Réapprendre à marcher après une paralysie des jambes

Cette vidéo montre comment les chercheurs de l’École polytechnique fédérale de Lausanne (EPFL) ont réussi à restaurer la marche chez des rats dont la moelle épinière avait subi une lésion provoquant la paralysie des membres inférieurs (paraplégie). Publiée dans la revue Science du 1er juin, l’étude menée par le Français Grégoire Courtine montre les résultats spectaculaires obtenus grâce à une injection d’un cocktail de produits chimiques et à la stimulation électrique de la moelle épinière lésée. Cinq années de travail ont été nécessaires pour aboutir à cette restauration des facultés motrices des membres inférieurs. Il s’agit d’une démonstration spectaculaire de la plasticité du système nerveux. «Grâce aux effets combinés des stimulations et d’un entraînement avec un dispositif de soutien vertical, nos rats retrouvent la marche volontaire en quelques semaines. Ils peuvent rapidement se mettre à courir, à monter des marches ou à éviter des obstacles», explique Grégoire Courtine dans un article publié sur le site de l’EPFL.

Stimulation électrochimique

Le traitement commence par l’injection dans la partie de la moelle épinière située en dessous de la lésion d’un cocktail chimique qui stimule les neurones coordonnant les mouvements de la marche. Dix minutes plus tard, les scientifiques appliquent une stimulation électrique de la même région de la moelle épinière. En 2009, des travaux précédents de Gérard Courtine, mais également de Reggie Edgerton, professeur à l’université de Californie Los Angeles (UCLA), avaient montré qu’il est possible de restaurer les mouvements des membres paralysés par des stimulations électrochimiques. Mais cette marche n’était alors pas commandée par le cerveau. Le plus important restait donc à faire: reconnecter les neurones situés sous la lésion avec ceux du cerveau. C’est l’exploit réalisé par l’équipe de Gérard Courtine.

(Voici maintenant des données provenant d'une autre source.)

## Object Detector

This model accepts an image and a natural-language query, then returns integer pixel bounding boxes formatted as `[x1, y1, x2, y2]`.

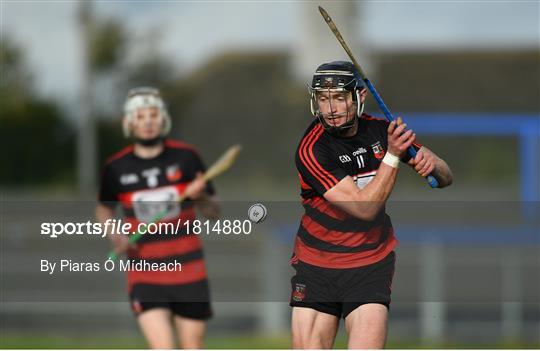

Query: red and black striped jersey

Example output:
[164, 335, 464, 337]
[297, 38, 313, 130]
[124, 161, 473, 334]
[292, 114, 420, 268]
[99, 140, 215, 289]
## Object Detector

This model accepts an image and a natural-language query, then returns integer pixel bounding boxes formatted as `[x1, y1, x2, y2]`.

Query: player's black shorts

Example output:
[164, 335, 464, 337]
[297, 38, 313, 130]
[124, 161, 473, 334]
[129, 280, 212, 320]
[290, 251, 395, 318]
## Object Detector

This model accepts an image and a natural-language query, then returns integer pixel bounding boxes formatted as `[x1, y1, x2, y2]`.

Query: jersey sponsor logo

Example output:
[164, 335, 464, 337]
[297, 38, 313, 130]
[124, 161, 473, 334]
[353, 171, 377, 189]
[142, 167, 161, 188]
[339, 155, 352, 163]
[132, 186, 180, 223]
[356, 155, 366, 168]
[371, 141, 385, 160]
[120, 173, 139, 185]
[131, 299, 143, 314]
[165, 165, 182, 182]
[353, 147, 367, 156]
[292, 283, 306, 302]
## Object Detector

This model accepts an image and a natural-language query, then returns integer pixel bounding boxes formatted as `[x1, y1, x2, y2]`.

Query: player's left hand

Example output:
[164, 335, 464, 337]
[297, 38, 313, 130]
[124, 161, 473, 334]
[184, 172, 206, 200]
[409, 146, 437, 177]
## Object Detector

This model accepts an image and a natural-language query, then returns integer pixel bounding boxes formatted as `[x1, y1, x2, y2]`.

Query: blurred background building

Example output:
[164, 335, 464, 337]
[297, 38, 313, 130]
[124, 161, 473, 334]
[0, 1, 540, 347]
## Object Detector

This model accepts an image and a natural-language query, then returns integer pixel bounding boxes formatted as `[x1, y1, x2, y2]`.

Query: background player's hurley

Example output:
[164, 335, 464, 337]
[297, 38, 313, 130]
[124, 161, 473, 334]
[109, 144, 242, 261]
[319, 6, 439, 188]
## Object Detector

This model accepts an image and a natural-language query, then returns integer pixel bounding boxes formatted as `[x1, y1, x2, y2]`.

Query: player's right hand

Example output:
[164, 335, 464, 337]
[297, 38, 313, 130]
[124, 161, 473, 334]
[388, 117, 416, 158]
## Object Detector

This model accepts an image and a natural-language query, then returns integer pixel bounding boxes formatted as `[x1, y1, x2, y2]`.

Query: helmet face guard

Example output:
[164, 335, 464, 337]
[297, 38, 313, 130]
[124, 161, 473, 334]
[123, 87, 171, 138]
[308, 61, 365, 135]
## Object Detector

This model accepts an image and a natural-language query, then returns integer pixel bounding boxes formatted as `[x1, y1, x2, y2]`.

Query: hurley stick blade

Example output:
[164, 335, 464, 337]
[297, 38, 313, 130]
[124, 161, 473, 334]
[319, 6, 366, 80]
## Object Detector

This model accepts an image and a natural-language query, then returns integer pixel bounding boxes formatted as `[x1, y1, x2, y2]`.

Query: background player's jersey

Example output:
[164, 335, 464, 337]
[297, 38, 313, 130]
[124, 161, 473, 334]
[99, 140, 214, 289]
[292, 114, 420, 268]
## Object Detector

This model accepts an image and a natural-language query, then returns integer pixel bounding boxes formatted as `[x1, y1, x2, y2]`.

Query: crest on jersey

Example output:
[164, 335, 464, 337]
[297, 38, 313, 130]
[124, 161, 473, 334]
[292, 283, 306, 302]
[371, 141, 385, 160]
[165, 165, 182, 183]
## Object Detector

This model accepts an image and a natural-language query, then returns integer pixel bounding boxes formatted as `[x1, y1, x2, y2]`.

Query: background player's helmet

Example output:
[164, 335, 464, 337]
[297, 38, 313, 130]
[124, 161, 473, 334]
[123, 87, 171, 138]
[308, 61, 366, 133]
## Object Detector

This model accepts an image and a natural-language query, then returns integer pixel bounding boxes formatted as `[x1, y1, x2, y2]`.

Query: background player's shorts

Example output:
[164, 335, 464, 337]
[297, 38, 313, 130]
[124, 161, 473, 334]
[290, 251, 395, 318]
[129, 280, 212, 320]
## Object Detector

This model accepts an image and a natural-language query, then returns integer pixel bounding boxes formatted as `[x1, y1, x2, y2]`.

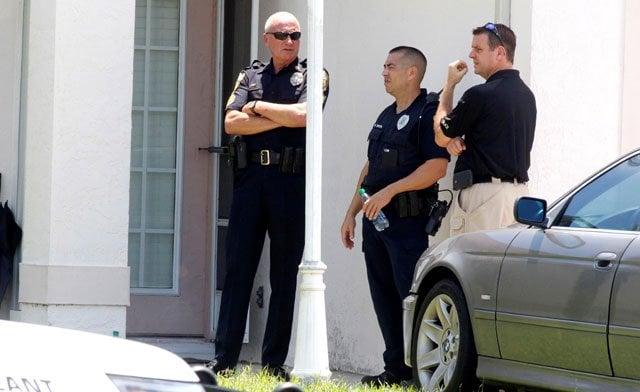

Marche volontaire rétablie

Les scientifiques sont partis du constat que la moelle épinière semblait capable de commander les mouvements des pattes inférieures de façon autonome. C’est à dire sans ordres provenant du cerveau. Cela laissait poindre l’espoir que de très faibles signaux pourraient être suffisants pour rétablir un contrôle volontaire de la marche. Pour tester cette hypothèse, les chercheurs ont remplacé le tapis roulant sous les pattes du rats par un robot qui n’apporte plus qu’un simple maintien de l’équilibre. Un carré de chocolat est alors suffisant pour motiver l’animal. Au bout de quelques temps, avec le maintien de la stimulation électrochimique, la marche volontaire s’est rétablie.

Les fibres nerveuses contournent la lésion

C’est alors que le plus extraordinaire phénomène se produit: des fibres nerveuses ne mettent à repousser pour contourner la lésion ! “Nos rats sont devenus des athlètes, alors même qu’ils étaient complètement paralysés quelques semaines auparavant. Je parle d’une récupération à 100% des capacités de mouvements volontaires», déclare Gérard Courtine. On imagine facilement les espoirs qu’une telle expérience peut susciter pour l’homme. Les essais de phase 2 sur l”être humain devraient commencer d’ici deux ans. Entre temps, les chercheurs de l’EPFL vont coordonner le projet NeuWalk, doté de 9 millions d’euros.

Un espoir immense

Ces travaux apparaissent très prometteurs. Ils confirment les découvertes multiples des scientifiques sur les extraordinaires capacités plastiques du cerveau et du système nerveux. Il n’est donc plus impossible d’imaginer que des personnes paralysées puissent retrouver le contrôle de la motricité de leurs membres. Nul doute que les chercheurs vont susciter de très nombreuses attentes. Il leur reste à confirmer leurs promesses chez l’homme.